Using a social-constructivist model of learning, we designed a learner-created VP curriculum to help postgraduate year 2 residents prepare for their in-training surgical examination. Each resident was assigned to create a VP curriculum based on the learning objectives for this examination, and VP cases were then disseminated to all residents for completion. To measure the learning effects of the curriculum, participants completed 2 simulated in-training examinations, both at the beginning and at the end of the intervention. Study participants also participated in a focus group and completed an online questionnaire about the perceived learning value of the curriculum.

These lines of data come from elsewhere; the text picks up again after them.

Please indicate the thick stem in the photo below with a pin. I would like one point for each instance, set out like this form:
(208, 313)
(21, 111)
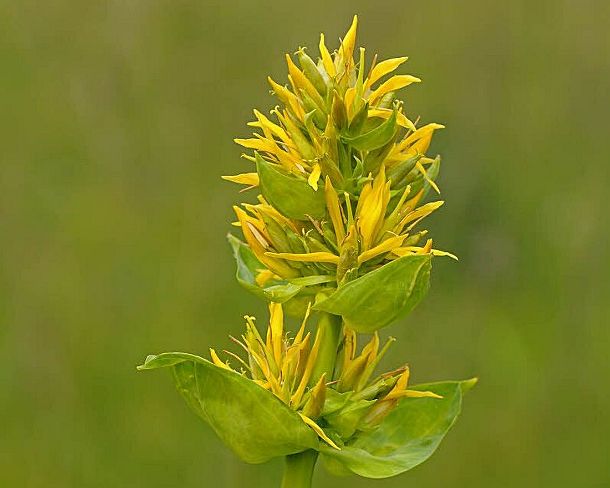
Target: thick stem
(298, 470)
(329, 326)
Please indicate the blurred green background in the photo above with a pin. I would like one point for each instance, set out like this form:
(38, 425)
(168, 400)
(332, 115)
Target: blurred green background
(117, 120)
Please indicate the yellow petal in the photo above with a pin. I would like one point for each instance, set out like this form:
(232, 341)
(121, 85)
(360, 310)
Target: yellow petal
(424, 173)
(289, 99)
(312, 257)
(385, 246)
(334, 210)
(318, 430)
(216, 360)
(384, 68)
(395, 83)
(385, 113)
(276, 325)
(314, 176)
(349, 41)
(327, 61)
(263, 276)
(250, 179)
(436, 252)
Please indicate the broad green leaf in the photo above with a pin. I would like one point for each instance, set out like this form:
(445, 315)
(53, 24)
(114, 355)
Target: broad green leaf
(247, 269)
(346, 420)
(252, 421)
(375, 138)
(405, 438)
(293, 197)
(382, 296)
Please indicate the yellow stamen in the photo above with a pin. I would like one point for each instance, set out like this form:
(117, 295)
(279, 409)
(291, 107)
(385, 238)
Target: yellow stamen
(289, 99)
(385, 113)
(216, 360)
(314, 176)
(264, 276)
(327, 61)
(276, 326)
(347, 46)
(334, 210)
(250, 179)
(386, 246)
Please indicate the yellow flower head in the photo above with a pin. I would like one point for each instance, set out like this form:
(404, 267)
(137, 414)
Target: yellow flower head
(285, 366)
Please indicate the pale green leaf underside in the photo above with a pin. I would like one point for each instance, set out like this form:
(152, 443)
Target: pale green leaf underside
(407, 436)
(253, 422)
(380, 297)
(247, 268)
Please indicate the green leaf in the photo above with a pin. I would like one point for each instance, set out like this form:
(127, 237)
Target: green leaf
(405, 438)
(247, 269)
(293, 197)
(346, 420)
(375, 138)
(382, 296)
(252, 421)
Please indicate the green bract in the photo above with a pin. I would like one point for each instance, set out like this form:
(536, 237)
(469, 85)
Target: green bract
(292, 196)
(250, 420)
(381, 296)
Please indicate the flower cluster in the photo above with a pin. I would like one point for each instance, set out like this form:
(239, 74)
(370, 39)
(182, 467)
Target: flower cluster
(343, 172)
(342, 176)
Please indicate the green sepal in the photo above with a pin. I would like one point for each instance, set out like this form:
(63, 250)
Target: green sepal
(405, 438)
(375, 138)
(382, 296)
(250, 420)
(291, 196)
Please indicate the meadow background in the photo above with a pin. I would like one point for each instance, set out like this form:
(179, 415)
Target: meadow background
(116, 123)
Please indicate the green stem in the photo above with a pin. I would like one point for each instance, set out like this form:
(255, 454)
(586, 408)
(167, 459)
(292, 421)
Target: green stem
(329, 326)
(298, 471)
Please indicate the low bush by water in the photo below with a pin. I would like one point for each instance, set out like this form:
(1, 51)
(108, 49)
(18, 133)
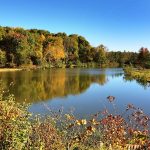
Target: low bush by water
(21, 130)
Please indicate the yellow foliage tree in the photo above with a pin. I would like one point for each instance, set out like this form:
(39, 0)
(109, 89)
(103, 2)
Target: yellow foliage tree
(54, 49)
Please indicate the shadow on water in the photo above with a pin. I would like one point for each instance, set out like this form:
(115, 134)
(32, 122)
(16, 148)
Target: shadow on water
(42, 85)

The study was conducted at the McGill University Health Centre, a tertiary care hospital in Montreal, Canada.
In total, 24 residents from 7 surgical specialties completed both the pretest and posttest, as well as took part in the creation of a VP curriculum. Of those 24 residents, only 19 residents completed the cases created by their peers, with 7 completing greater than 50% of the cases and 12 completing less than 50%. In all 17 residents responded to the online questionnaire and 11 residents participated in the focus group.
The VP curriculum failed to improve scores from pretest (59.6%, standard deviation = 8.1) to posttest (55.4%, standard deviation = 6.6; p = 0.01) on the simulated in-training examination. Nonetheless, survey results demonstrated that most residents felt that creating a VP case (89%) and completing cases created by their peers (71%) had educational value. Overall, 71% preferred active participation in a curriculum to traditional didactic teaching. The focus group identified time-related constraints, concern about the quality of the peer-created cases, and questioning of the relationship between the curriculum and the Surgical Foundations examination as barriers to the success of the curriculum.
Despite the fact that a learner-created VP curriculum did not improve scores on a mock in training examination, residents viewed this intervention as a valuable educational experience. Although there were barriers to the implementation of a learner-created curriculum, it is nonetheless important to try and integrate pedagogical concepts into the instructional design of curricula for surgical residents.
确定由学习者创建的虚拟患者(VP)课程对于二年级外科住院医师的可行性和有效性。
我们采用社会建构主义学习模型,设计了一个由学习者创建的VP课程,以帮助二年级住院医师为其在职外科考试做准备。每位住院医师被分配根据此次考试的学习目标创建一个VP课程,然后将VP病例分发给所有住院医师以完成学习。为了衡量该课程的学习效果,参与者在干预开始时和结束时都完成了2次模拟在职考试。研究参与者还参加了一个焦点小组,并完成了一份关于该课程感知学习价值的在线问卷。
该研究在加拿大蒙特利尔的一家三级护理医院麦吉尔大学健康中心进行。
来自7个外科专业的24名住院医师完成了前测和后测,并参与了VP课程的创建。在这24名住院医师中,只有19名完成了同行创建的病例,其中7名完成了超过50%的病例,12名完成的病例少于50%。共有17名住院医师回复了在线问卷,11名住院医师参加了焦点小组。
在模拟在职考试中,VP课程未能将前测成绩(59.6%,标准差=8.1)提高到后测成绩(55.4%,标准差=6.6;p=0.01)。尽管如此,调查结果表明,大多数住院医师认为创建一个VP病例(89%)和完成同行创建的病例(71%)具有教育价值。总体而言,71%的人更喜欢积极参与课程,而不是传统的讲授式教学。焦点小组指出,与时间相关的限制、对同行创建病例质量的担忧以及对课程与外科基础考试之间关系的质疑是该课程成功实施的障碍。
尽管由学习者创建的VP课程并未提高模拟在职考试的成绩,但住院医师认为这种干预是一次有价值的教育经历。虽然实施由学习者创建的课程存在障碍,但尝试将教学理念融入外科住院医师课程的教学设计中仍然很重要。